Internally, these all use the `im.entropy` function. When only one RV is passed, it computes normal entropy; when a tuple of RVs is passed, it computes joint entropy; and when two RVs are passed as separate arguments, it computes cross-entropy.

## Supported Estimators

Cross-entropy is available for the following estimators:

- **Basic Estimators**: `discrete` (MLE), `miller_madow`
- **Bayesian**: `bayes` (with multiple priors)

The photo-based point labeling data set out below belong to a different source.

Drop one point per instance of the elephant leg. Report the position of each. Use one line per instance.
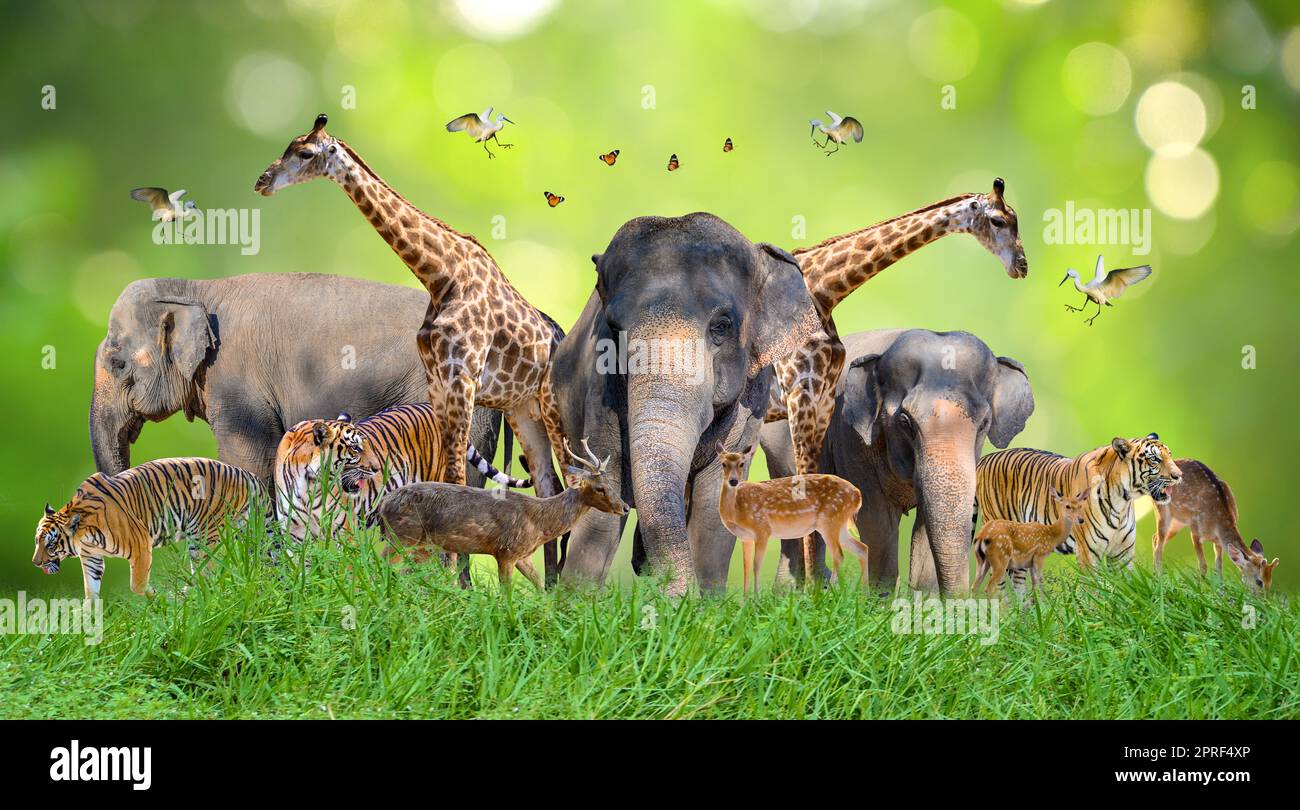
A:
(537, 447)
(921, 568)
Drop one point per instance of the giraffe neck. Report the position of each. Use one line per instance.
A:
(841, 264)
(419, 239)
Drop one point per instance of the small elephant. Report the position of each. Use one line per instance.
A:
(910, 420)
(671, 355)
(252, 355)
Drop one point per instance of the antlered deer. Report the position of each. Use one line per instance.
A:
(505, 524)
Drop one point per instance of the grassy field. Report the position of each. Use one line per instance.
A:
(356, 639)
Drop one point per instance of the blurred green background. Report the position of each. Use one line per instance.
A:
(1183, 108)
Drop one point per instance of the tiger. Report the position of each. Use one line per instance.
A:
(141, 509)
(1017, 485)
(367, 459)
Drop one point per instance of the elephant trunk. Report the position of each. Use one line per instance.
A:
(945, 494)
(112, 429)
(667, 414)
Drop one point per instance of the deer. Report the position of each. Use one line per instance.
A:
(794, 506)
(1205, 503)
(1006, 544)
(505, 524)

**Continuous Estimators:**
- **Kernel**: `kernel` (with various kernel types)
- **Metric**: `metric` or `kl` (Kozachenko-Leonenko)
- **Ordinal**: `ordinal` (for time series analysis)

**Generalized Entropies:**
- **Rényi**: `renyi`
- **Tsallis**: `tsallis`

## Cross-Entropy Computation
For the discrete Shannon entropy, the cross-entropy $H_Q(P)$ is computed as follows:

```{code-cell}
import infomeasure as im

data_P = [0, 1, 1, 1, 0, 0, 1, 0, 0, 1, 0, 1, 1, 0, 0]
data_Q = [1, 1, 0, 0, 2, 2, 1, 1, 0, 2, 0, 0, 2, 0, 0]

# Cross-entropy between P and Q: H_Q(P) = H_x(P, Q)
h_q_p = im.cross_entropy(data_P, data_Q, approach="discrete")
h_q_p
```

For the cross-entropy $H_Q(P)$, the estimated probability mass function (pmf) $p(x)$ belongs to the RV $P$, and $q(x)$ belongs to the RV $Q$.
This formulation is generalized for other approaches (e.g., continuous).

```{code-cell}
from numpy.random import default_rng
rng = default_rng(921521569)
data_P = rng.normal(0.0, 15, size=200)
data_Q = rng.normal(1.0, 14, size=500)
im.cross_entropy(data_P, data_Q, approach="metric")
```

Examples with `v0.5.0` discrete estimators:

```{code-cell}
# discrete data
data_P = [0, 0, 1, 1, 1, 0, 2, 2, 0, 1, 2, 1, 0, 2, 1]
data_Q = [1, 1, 0, 0, 2, 2, 1, 1, 0, 2, 0, 0, 2, 0, 0]
# Miller-Madow estimator (simple bias correction)
im.cross_entropy(data_P, data_Q, approach="miller_madow")
```

```{code-cell}
# Grassberger estimator (finite sample corrections)
im.cross_entropy(data_P, data_Q, approach="bayes", alpha="min-max")
```

## Relationship to Kullback-Leibler Divergence
The cross-entropy $H_Q(P)$ is used in the calculation of the {ref}`Kullback-Leibler Divergence (KLD) <kullback_leibler_divergence>`,
which is defined as {cite:p}`leonenkoClassRenyiInformation2008`:

$$
\operatorname{KLD}(P \| Q) = H_Q(P) - H(P)
$$

Here, $H(P)$ is the entropy of $P$, and $H_Q(P)$ is the cross-entropy between $P$ and $Q$.